Friday, May 6, 2016

A521.7.4.RB_DavisCarl Secret Structure


Hello again, readers! Welcome to week seven of Leadership Communications on the Educated Leadership blog.

We were asked to view a Ted™ Talk by Nancy Duarte (2011) about the structure of great speeches this week. This was not the first time I have viewed this particular lecture by Ms. Duarte. I had watched it last year while preparing to give a speech to the team I lead. I found the information presented to be very useful and fairly easy to apply.

Ms. Duarte presents a number of fundamental frameworks to assist speakers in relating ideas to an audience. One of her first points is that the speaker needs to act as a mentor to the audience. The audience is who needs to pick up on the idea and make it their own in order for the idea to grow and spread. The speaker helps them see and take ownership of the topic (4:52).

The next major point in the talk is in regard to diagramming how great speeches are framed or structured. Ms. Duarte labored for at least two years on the idea of great presentations before comparing them to a particular shape. The fundamental shape she developed looks much like a rudimentary snake drawn on an etch-a-sketch™.
                                          

                                                                      Duarte (2011)
The structure, it turns out, can be overlaid on most speeches that have been noted as famous or historic in their nature. Martin Luther King’s “I Have a Dream” speech, Lincoln’s “Gettysburg Address”, and Steve Jobs’ 2007 I-phone Launch speech all fit this pattern. The lower horizontal lines represent parts of the speech that refer to the past or the current state of things. The upper horizontal lines represent the parts of the speech that propose a future state that is (hopefully) better than the status quo or the past. Maybe it’s what the company looks like with everyone pulling together, or what the country looks like with lower cost health care, or what the world looks like without racism.

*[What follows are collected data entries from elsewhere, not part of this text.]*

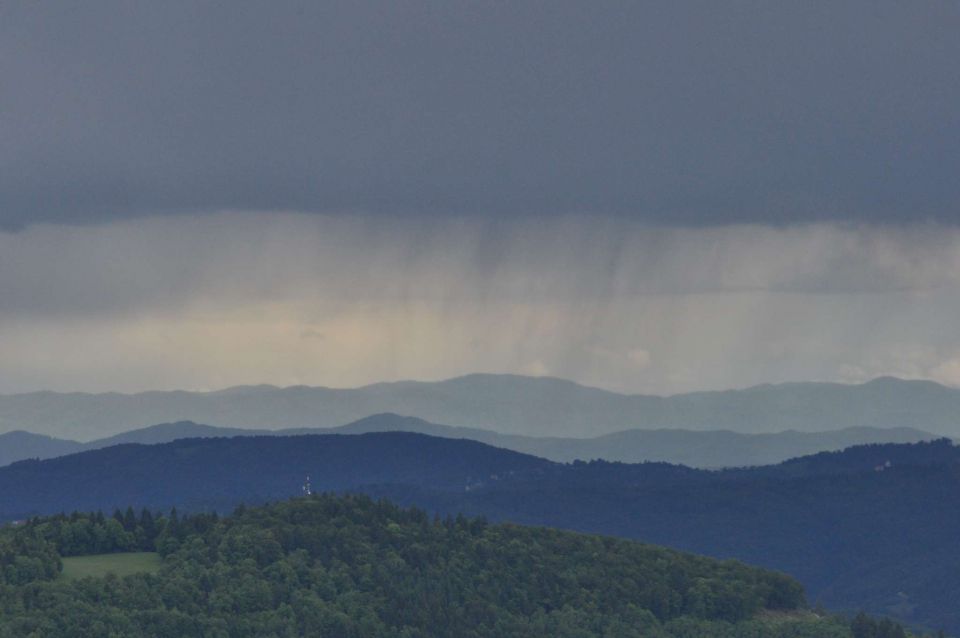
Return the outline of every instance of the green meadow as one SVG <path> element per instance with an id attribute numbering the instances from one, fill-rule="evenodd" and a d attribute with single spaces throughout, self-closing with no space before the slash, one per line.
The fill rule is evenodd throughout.
<path id="1" fill-rule="evenodd" d="M 127 576 L 155 572 L 162 561 L 156 552 L 124 552 L 120 554 L 94 554 L 92 556 L 70 556 L 63 559 L 64 580 L 76 580 L 87 576 L 106 576 L 116 574 Z"/>

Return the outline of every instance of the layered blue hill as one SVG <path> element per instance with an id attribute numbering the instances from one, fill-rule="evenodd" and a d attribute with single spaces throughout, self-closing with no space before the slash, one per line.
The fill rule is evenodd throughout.
<path id="1" fill-rule="evenodd" d="M 930 381 L 785 383 L 661 397 L 617 394 L 562 379 L 483 374 L 353 389 L 245 386 L 219 392 L 0 395 L 0 432 L 25 430 L 86 442 L 185 420 L 279 430 L 336 427 L 384 412 L 537 437 L 596 437 L 631 429 L 770 433 L 864 426 L 960 435 L 960 390 Z"/>

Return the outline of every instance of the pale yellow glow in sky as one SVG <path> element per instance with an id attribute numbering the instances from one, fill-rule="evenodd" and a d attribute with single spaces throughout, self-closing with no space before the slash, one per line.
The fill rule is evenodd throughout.
<path id="1" fill-rule="evenodd" d="M 429 220 L 428 220 L 429 221 Z M 960 383 L 960 233 L 217 214 L 0 234 L 0 392 Z"/>

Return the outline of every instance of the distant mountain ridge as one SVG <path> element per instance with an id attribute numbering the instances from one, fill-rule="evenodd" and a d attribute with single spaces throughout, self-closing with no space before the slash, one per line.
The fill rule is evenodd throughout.
<path id="1" fill-rule="evenodd" d="M 307 476 L 317 490 L 390 484 L 463 492 L 492 476 L 554 465 L 476 441 L 409 432 L 123 443 L 0 468 L 0 521 L 134 501 L 232 509 L 241 500 L 296 496 Z M 30 488 L 38 471 L 44 477 Z"/>
<path id="2" fill-rule="evenodd" d="M 0 466 L 21 459 L 49 459 L 83 450 L 77 441 L 56 439 L 43 434 L 14 430 L 0 434 Z"/>
<path id="3" fill-rule="evenodd" d="M 263 430 L 224 428 L 191 421 L 162 423 L 131 430 L 88 443 L 53 439 L 27 432 L 0 434 L 0 466 L 27 458 L 54 458 L 122 443 L 168 443 L 184 438 L 297 434 L 363 434 L 416 432 L 431 436 L 470 439 L 495 447 L 533 454 L 551 461 L 604 459 L 639 463 L 663 461 L 690 467 L 720 468 L 779 463 L 816 452 L 841 450 L 867 443 L 915 443 L 938 438 L 911 428 L 847 428 L 832 432 L 779 432 L 742 434 L 729 430 L 627 430 L 600 437 L 577 439 L 525 437 L 479 428 L 429 423 L 416 417 L 376 414 L 336 428 Z"/>
<path id="4" fill-rule="evenodd" d="M 0 432 L 90 441 L 185 420 L 279 430 L 335 427 L 384 412 L 522 436 L 595 437 L 635 428 L 764 433 L 864 426 L 960 435 L 960 390 L 931 381 L 785 383 L 658 397 L 561 379 L 489 374 L 355 389 L 243 386 L 206 393 L 6 395 L 0 396 Z"/>

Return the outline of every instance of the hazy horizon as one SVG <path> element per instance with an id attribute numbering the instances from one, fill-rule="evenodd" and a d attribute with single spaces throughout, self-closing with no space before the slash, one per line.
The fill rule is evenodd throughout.
<path id="1" fill-rule="evenodd" d="M 277 385 L 274 383 L 238 383 L 235 385 L 222 386 L 216 388 L 184 388 L 184 387 L 170 387 L 170 388 L 144 388 L 140 390 L 131 390 L 131 391 L 119 391 L 119 390 L 70 390 L 70 389 L 56 389 L 56 388 L 38 388 L 34 390 L 26 390 L 22 392 L 0 392 L 0 396 L 16 396 L 16 395 L 25 395 L 25 394 L 42 394 L 45 392 L 55 393 L 55 394 L 88 394 L 88 395 L 104 395 L 104 394 L 119 394 L 119 395 L 136 395 L 136 394 L 149 394 L 149 393 L 173 393 L 173 392 L 187 392 L 191 394 L 217 394 L 220 392 L 229 392 L 231 390 L 238 390 L 244 388 L 272 388 L 276 390 L 287 390 L 291 388 L 315 388 L 315 389 L 328 389 L 328 390 L 360 390 L 364 388 L 369 388 L 379 385 L 392 385 L 392 384 L 404 384 L 404 383 L 414 383 L 414 384 L 438 384 L 449 381 L 457 381 L 460 379 L 466 379 L 469 377 L 478 377 L 478 376 L 489 376 L 489 377 L 520 377 L 524 379 L 540 379 L 548 381 L 559 381 L 563 383 L 574 383 L 578 386 L 593 389 L 601 390 L 603 392 L 609 392 L 612 394 L 618 394 L 623 396 L 651 396 L 651 397 L 662 397 L 670 398 L 676 396 L 683 396 L 688 394 L 699 394 L 699 393 L 713 393 L 713 392 L 738 392 L 751 390 L 754 388 L 760 388 L 765 386 L 784 386 L 784 385 L 796 385 L 796 384 L 832 384 L 832 385 L 843 385 L 843 386 L 861 386 L 876 381 L 882 381 L 885 379 L 892 379 L 894 381 L 903 381 L 903 382 L 929 382 L 936 383 L 945 388 L 951 390 L 960 390 L 960 386 L 951 385 L 948 383 L 942 383 L 935 379 L 928 378 L 909 378 L 909 377 L 898 377 L 895 375 L 880 375 L 876 377 L 871 377 L 870 379 L 865 379 L 862 381 L 832 381 L 832 380 L 822 380 L 822 379 L 788 379 L 785 381 L 767 381 L 762 383 L 756 383 L 745 386 L 733 386 L 733 387 L 717 387 L 717 388 L 700 388 L 695 390 L 689 390 L 686 392 L 676 392 L 672 394 L 656 394 L 656 393 L 646 393 L 646 392 L 622 392 L 619 390 L 604 388 L 597 385 L 591 385 L 588 383 L 581 383 L 576 379 L 569 379 L 565 377 L 557 377 L 551 375 L 534 375 L 534 374 L 517 374 L 513 372 L 467 372 L 464 374 L 452 376 L 452 377 L 441 377 L 436 379 L 395 379 L 391 381 L 374 381 L 371 383 L 364 383 L 360 385 L 348 385 L 348 386 L 332 386 L 332 385 L 311 385 L 311 384 L 291 384 L 291 385 Z"/>

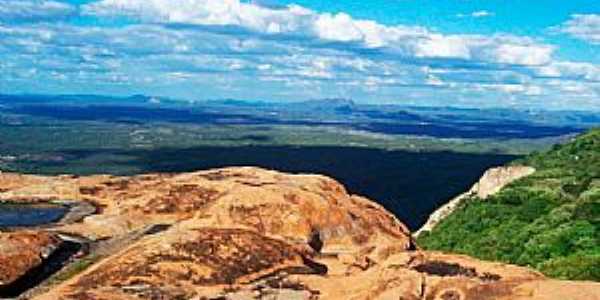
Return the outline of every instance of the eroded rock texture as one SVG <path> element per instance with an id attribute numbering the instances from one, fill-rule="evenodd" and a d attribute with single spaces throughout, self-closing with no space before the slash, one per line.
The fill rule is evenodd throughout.
<path id="1" fill-rule="evenodd" d="M 526 268 L 421 251 L 394 216 L 323 176 L 228 168 L 28 182 L 13 184 L 0 199 L 89 201 L 99 208 L 97 214 L 53 230 L 92 240 L 139 235 L 37 299 L 589 300 L 600 295 L 596 283 L 549 280 Z"/>
<path id="2" fill-rule="evenodd" d="M 47 232 L 0 232 L 0 290 L 39 266 L 60 244 Z"/>

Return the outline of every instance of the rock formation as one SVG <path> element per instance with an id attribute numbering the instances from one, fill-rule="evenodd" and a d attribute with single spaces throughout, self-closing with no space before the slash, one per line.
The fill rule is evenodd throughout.
<path id="1" fill-rule="evenodd" d="M 44 231 L 0 232 L 0 290 L 39 266 L 60 244 Z"/>
<path id="2" fill-rule="evenodd" d="M 479 199 L 486 199 L 511 182 L 529 176 L 535 169 L 528 166 L 506 166 L 487 170 L 471 190 Z"/>
<path id="3" fill-rule="evenodd" d="M 419 234 L 424 231 L 433 230 L 437 224 L 454 212 L 454 210 L 459 207 L 463 201 L 473 197 L 486 199 L 487 197 L 499 192 L 503 187 L 511 182 L 514 182 L 515 180 L 521 179 L 525 176 L 529 176 L 533 174 L 533 172 L 535 172 L 535 169 L 527 166 L 506 166 L 487 170 L 469 191 L 455 197 L 434 211 L 429 216 L 429 219 L 427 219 L 427 222 L 417 232 L 415 232 L 415 237 L 418 237 Z"/>
<path id="4" fill-rule="evenodd" d="M 393 215 L 324 176 L 0 177 L 24 182 L 0 199 L 98 208 L 49 230 L 116 241 L 35 299 L 600 299 L 600 284 L 421 251 Z"/>

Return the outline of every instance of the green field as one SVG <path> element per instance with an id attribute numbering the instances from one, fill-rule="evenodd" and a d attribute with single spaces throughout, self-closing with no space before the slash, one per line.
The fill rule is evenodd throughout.
<path id="1" fill-rule="evenodd" d="M 0 115 L 2 117 L 2 115 Z M 523 155 L 564 137 L 539 139 L 440 139 L 357 131 L 336 126 L 128 124 L 63 121 L 30 116 L 0 118 L 0 170 L 126 174 L 141 170 L 127 151 L 243 146 L 343 146 L 411 152 Z"/>

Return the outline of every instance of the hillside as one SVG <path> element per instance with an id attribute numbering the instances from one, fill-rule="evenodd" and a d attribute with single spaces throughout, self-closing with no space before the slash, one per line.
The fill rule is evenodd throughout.
<path id="1" fill-rule="evenodd" d="M 600 129 L 514 164 L 537 171 L 465 201 L 418 244 L 600 281 Z"/>

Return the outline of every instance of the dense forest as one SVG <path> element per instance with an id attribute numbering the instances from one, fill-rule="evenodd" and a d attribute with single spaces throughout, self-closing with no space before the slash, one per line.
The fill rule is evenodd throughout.
<path id="1" fill-rule="evenodd" d="M 468 199 L 419 244 L 600 281 L 600 129 L 513 163 L 536 172 L 486 200 Z"/>

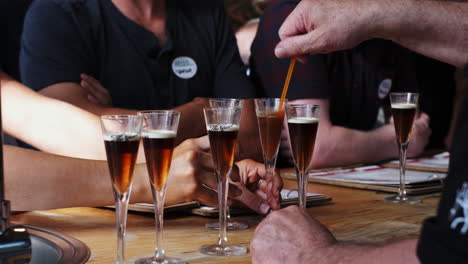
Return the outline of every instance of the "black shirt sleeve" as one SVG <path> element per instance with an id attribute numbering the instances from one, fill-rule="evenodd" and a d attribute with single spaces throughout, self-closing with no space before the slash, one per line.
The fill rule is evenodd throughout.
<path id="1" fill-rule="evenodd" d="M 217 2 L 218 3 L 218 2 Z M 255 90 L 246 75 L 246 67 L 237 48 L 236 38 L 223 5 L 215 11 L 215 97 L 253 98 Z"/>
<path id="2" fill-rule="evenodd" d="M 421 231 L 417 253 L 422 263 L 468 263 L 467 134 L 468 97 L 465 96 L 457 120 L 450 151 L 449 173 L 437 216 L 426 220 Z"/>
<path id="3" fill-rule="evenodd" d="M 67 1 L 35 1 L 29 9 L 21 43 L 20 70 L 25 85 L 34 90 L 61 82 L 80 81 L 89 73 L 91 56 L 86 32 L 80 30 Z"/>
<path id="4" fill-rule="evenodd" d="M 279 43 L 281 24 L 299 0 L 273 0 L 263 13 L 252 43 L 250 65 L 260 97 L 279 97 L 286 79 L 290 59 L 278 59 L 274 49 Z M 329 85 L 326 55 L 311 55 L 305 64 L 296 63 L 288 99 L 328 98 Z"/>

The vertical lines illustrate the gap between what “is” and what “could be”. To really drive the excellence of the idea, the height of those lines should be as much as possible. The contrast should clearly illustrate why the change is needed. As Ms. Duarte stated, “You want to make the status quo unappealing” (2011, 7:42). The final horizontal line indicates the need to leave the audience with the final picture of what their future could look like, allowing them to let their imagination build upon that idea.

I have applied this technique to a presentation with good results. I had an opportunity to give a speech that would hopefully unite a group of relative strangers and focus them on the goal of making our group the epitome of a professional team of flight instructors. Upon review, I know I could have done a better job. However, given the fact that it was my first attempt at writing a speech in this style and my first attempt to write a stirring and uniting speech, I am pleased with the results. I received a loud round of applause at the end of the speech and had a number of employees ask me for a copy of the speech to take home.

I followed the diagram and reviewed the past and then moved to a future I envisioned, went back to historical stress points we had faced together and talked about the future we could create a number of times. I tied our history to the life-cycle of high-performance teams (Tuckman, 1965) to impress upon the group that they clearly fit the mold of that type of team.

I used two quotes in my speech that really helped, I believe. One was the orchestra conductor Benjamin Zander’s TedTalk™ on the transformative power of classical music (2008). He stated that every leader must believe that their followers have the capability to forge the future the leader sees. I wanted my team to know that I had that belief in their capabilities. I closed with Ms. Duarte’s closing line in the TedTalk™ we reviewed above, “The future isn’t a place we’re going to go, the future is a place that you are going to create” (2011, 18:00).

My supervisor and other senior managers have made it clear to me that I will be given future opportunities to lead larger groups. I find myself examining the opportunities and groups I could end up leading and mentally crafting speeches I would give those teams. Reviewing Ms. Duarte’s talk again was an excellent refresher. In fact, I picked up on other pieces of her talk, this time, I missed before. Specifically, the had forgotten the point of Jobs conditioning his audience on how they should feel about what he is saying. Genius.

I recommend any leader who desires to communicate better to review Ms. Duarte’s talk. I also recommend you take the time to write a speech in the form she has uncovered. Even if you do not get to utilize it, the practice will help other opportunities to communicate a better future more apparent.

Duarte, N. (2011). You Have the Power to Change the World - Nancy Duarte talks at TED, YouTube.
             
Tuckman, B. W. (1965). "Developmental sequence in small groups." Psychological Bulletin 63(6): 16.
             
Zander, B. (2008). The Transformative Power of Classical Music. TED Talks, YouTube.